王沁儿听陆观澜这样说,顿时安下心来。
却又忽然想到今日那女子,便问:“今日那女子,可是宋姨娘找来的?”
陆观澜闻言,微微一笑,“是,也不是。”
是宋月梅先打的主意,可人却不是宋月梅那头的。
王沁儿想了想,方才恍然,心中不由更加佩服也更加畏惧起眼前这个人来,“既然妹妹有法子,那我便可放心走了。”
陆观澜点点头,同王沁儿一同从厢房出去。
门外,陆秉言竟也在。
见二人出来,陆秉言似嗔似怪道:“瞧瞧你们俩,叫王尚书和王大夫人等这样久。”
王沁儿欠身行礼,“都是我舍不得观澜妹妹,这才多说了几句。”
看王沁儿都护着陆观澜,陆秉言也不好斥责,便摆摆手。
王沁儿这才转身走了。
见王沁儿一走,陆秉言看着陆观澜,一副欲言又止的模样。
陆观澜却是大方一笑,道:“父亲是不是想同我讨一讨京中票号?”
陆秉言叹了口气。
想来,方才王沁儿是同陆观澜说了。
索性便直言道:“这是你母家的祖业,父亲不好过问插手,只是,今日到底是陆府的过失,王夫人提出这个要求,也不算过份。”
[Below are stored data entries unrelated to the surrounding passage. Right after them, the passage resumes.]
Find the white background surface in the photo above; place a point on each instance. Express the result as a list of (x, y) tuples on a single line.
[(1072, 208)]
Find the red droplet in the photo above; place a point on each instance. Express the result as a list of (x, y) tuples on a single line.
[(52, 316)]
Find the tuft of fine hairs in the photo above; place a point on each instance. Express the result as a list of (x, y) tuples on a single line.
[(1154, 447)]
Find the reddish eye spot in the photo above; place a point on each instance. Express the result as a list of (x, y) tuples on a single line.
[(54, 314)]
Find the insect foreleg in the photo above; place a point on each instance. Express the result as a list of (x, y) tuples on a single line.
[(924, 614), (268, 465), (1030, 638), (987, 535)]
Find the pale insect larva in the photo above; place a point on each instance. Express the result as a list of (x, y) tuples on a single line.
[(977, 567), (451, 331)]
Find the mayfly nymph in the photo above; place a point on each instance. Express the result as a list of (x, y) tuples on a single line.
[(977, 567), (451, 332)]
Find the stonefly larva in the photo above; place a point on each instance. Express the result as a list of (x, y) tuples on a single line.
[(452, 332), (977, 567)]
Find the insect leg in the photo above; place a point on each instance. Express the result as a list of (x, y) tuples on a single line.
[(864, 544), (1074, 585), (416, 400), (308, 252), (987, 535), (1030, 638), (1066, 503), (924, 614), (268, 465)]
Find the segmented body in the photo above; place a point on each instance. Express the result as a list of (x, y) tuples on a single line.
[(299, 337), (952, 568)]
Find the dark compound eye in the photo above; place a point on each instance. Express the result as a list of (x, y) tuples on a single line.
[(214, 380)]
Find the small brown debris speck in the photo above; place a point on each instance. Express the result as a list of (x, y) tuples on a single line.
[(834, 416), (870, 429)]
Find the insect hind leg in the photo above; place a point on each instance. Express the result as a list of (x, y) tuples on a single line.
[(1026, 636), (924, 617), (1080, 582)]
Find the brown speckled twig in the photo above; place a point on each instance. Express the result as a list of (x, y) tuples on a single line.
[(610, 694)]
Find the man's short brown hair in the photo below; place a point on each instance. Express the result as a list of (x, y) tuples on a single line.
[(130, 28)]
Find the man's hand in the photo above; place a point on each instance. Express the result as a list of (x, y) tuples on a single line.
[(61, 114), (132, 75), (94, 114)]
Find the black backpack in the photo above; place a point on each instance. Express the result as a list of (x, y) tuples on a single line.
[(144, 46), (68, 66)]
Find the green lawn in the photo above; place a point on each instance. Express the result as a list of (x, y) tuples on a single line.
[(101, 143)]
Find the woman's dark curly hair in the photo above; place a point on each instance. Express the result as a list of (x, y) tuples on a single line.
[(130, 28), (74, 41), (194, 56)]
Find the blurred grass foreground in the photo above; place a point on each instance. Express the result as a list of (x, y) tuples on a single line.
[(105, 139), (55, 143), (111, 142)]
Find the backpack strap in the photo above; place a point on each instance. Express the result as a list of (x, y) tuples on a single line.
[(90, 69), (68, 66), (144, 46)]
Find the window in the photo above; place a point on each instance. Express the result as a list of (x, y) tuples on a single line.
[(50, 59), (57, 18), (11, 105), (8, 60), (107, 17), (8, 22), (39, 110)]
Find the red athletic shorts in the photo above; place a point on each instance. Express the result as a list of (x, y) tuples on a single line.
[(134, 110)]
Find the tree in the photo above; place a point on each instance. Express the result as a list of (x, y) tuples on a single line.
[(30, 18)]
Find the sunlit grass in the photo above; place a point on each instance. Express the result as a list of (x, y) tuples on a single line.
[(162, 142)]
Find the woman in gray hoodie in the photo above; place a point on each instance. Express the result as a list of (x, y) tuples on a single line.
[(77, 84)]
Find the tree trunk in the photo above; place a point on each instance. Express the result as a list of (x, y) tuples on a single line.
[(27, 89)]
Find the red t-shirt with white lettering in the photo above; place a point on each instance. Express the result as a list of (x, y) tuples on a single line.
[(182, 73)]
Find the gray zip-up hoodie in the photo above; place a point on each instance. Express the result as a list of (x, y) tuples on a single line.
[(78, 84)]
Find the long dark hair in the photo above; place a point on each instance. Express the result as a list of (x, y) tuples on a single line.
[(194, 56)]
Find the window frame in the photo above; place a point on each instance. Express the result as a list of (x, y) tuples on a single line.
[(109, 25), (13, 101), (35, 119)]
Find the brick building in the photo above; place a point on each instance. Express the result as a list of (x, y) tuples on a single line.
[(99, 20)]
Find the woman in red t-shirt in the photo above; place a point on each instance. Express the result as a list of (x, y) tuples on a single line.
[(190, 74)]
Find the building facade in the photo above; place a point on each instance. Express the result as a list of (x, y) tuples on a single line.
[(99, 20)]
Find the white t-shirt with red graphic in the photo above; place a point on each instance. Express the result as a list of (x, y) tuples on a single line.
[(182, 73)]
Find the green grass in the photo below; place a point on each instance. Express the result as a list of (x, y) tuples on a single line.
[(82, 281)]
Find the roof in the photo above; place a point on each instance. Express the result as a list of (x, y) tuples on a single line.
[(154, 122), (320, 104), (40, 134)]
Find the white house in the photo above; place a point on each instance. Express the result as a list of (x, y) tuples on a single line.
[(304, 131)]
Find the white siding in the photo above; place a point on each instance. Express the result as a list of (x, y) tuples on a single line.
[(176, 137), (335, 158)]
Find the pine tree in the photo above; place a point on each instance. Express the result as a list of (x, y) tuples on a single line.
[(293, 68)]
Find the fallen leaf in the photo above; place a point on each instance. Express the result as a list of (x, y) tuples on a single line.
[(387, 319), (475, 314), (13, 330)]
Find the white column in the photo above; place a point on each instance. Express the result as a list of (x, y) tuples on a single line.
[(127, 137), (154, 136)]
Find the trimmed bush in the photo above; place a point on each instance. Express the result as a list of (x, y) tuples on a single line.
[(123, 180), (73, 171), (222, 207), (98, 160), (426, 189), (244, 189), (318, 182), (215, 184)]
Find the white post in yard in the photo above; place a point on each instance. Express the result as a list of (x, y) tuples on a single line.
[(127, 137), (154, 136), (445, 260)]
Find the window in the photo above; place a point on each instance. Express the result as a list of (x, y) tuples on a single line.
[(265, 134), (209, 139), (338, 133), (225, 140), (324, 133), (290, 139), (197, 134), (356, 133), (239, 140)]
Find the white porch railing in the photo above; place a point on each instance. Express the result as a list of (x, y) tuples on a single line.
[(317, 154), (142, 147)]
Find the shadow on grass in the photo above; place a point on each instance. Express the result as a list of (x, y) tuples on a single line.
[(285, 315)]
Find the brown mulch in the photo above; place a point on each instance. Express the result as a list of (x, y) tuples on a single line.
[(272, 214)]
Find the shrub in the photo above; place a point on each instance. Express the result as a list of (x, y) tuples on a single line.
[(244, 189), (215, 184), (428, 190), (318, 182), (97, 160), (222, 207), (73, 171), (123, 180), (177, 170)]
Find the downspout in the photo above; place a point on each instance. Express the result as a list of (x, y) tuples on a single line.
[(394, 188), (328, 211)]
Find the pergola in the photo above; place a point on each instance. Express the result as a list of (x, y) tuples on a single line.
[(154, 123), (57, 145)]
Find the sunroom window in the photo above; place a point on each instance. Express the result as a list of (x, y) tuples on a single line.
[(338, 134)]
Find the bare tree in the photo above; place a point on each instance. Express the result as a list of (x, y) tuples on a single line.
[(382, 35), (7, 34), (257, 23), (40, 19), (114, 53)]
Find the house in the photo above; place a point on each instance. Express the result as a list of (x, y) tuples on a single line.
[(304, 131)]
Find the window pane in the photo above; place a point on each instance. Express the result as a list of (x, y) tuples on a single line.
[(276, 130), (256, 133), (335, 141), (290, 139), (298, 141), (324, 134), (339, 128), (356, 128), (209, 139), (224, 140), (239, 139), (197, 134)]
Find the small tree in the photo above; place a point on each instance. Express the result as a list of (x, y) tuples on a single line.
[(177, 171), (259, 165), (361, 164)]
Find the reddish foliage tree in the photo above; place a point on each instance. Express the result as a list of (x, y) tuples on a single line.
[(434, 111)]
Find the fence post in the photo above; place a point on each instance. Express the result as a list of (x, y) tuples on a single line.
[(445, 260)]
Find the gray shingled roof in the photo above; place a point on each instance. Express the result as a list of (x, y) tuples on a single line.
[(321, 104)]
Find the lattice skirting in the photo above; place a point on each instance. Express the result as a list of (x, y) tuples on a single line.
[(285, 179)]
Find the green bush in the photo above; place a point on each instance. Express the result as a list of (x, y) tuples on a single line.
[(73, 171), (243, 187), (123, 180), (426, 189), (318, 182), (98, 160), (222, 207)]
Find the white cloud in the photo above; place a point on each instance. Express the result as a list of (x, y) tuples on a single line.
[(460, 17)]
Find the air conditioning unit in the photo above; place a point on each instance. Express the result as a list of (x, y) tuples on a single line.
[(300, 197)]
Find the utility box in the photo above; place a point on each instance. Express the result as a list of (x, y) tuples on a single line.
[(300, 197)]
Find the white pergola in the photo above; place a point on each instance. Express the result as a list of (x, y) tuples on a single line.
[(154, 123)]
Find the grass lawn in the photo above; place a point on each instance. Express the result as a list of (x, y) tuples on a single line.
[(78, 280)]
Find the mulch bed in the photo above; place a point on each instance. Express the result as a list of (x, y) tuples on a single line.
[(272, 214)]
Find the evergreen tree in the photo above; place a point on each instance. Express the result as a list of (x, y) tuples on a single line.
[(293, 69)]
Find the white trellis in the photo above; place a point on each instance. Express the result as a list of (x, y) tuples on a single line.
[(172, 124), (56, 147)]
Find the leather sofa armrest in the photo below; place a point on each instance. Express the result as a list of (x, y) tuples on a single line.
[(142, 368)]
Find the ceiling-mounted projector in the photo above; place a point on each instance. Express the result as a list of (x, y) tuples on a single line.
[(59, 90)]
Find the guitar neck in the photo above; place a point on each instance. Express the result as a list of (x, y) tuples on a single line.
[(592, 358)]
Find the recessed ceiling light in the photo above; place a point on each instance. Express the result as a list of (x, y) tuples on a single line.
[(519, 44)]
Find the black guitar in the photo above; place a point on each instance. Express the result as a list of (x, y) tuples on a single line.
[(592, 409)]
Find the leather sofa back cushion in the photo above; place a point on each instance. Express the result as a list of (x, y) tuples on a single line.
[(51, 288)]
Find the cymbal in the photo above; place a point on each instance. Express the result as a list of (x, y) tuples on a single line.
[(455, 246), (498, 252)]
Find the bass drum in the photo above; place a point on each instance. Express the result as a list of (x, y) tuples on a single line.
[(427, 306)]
陆观澜蓦地笑出声来,随即道:“这么说,父亲是觉着,犯错害人的是女儿了?”
陆秉言被陆观澜这番话堵得一时哑然。
陆观澜又道:“既然父亲晓得这是我母家的祖业,如今拿陆家旁人的过错,推到我身上,反倒让我承担损失,不觉得有些可耻吗?”
陆秉言一听这话,眉头一皱,喝道:“观澜!你怎么说话的?”
陆观澜眼底浮出一丝嘲讽,“父亲,若想成了这亲事,想全了王大夫人的心愿,还是去问你那宋姨娘的好。”
陆秉言只觉陆观澜咄咄逼人,一字一句都带着刺,却想到如今到底是要同她商量,只得深吸口气,尽力压下火气,柔声劝道:“观澜,父亲晓得你受了委屈。可你想想,你也是我陆秉言的女儿,也是陆家的人。所谓荣辱与共,陆家今日的事若是传出去,父亲往后的仕途也算是毁了,你又怎能忍心呢?”
陆观澜冷笑。
“难不成,父亲的仕途是我毁的?”
“你——”陆秉言顿时失语。
这好说歹说,陆观澜就是不松口,又能叫他如何。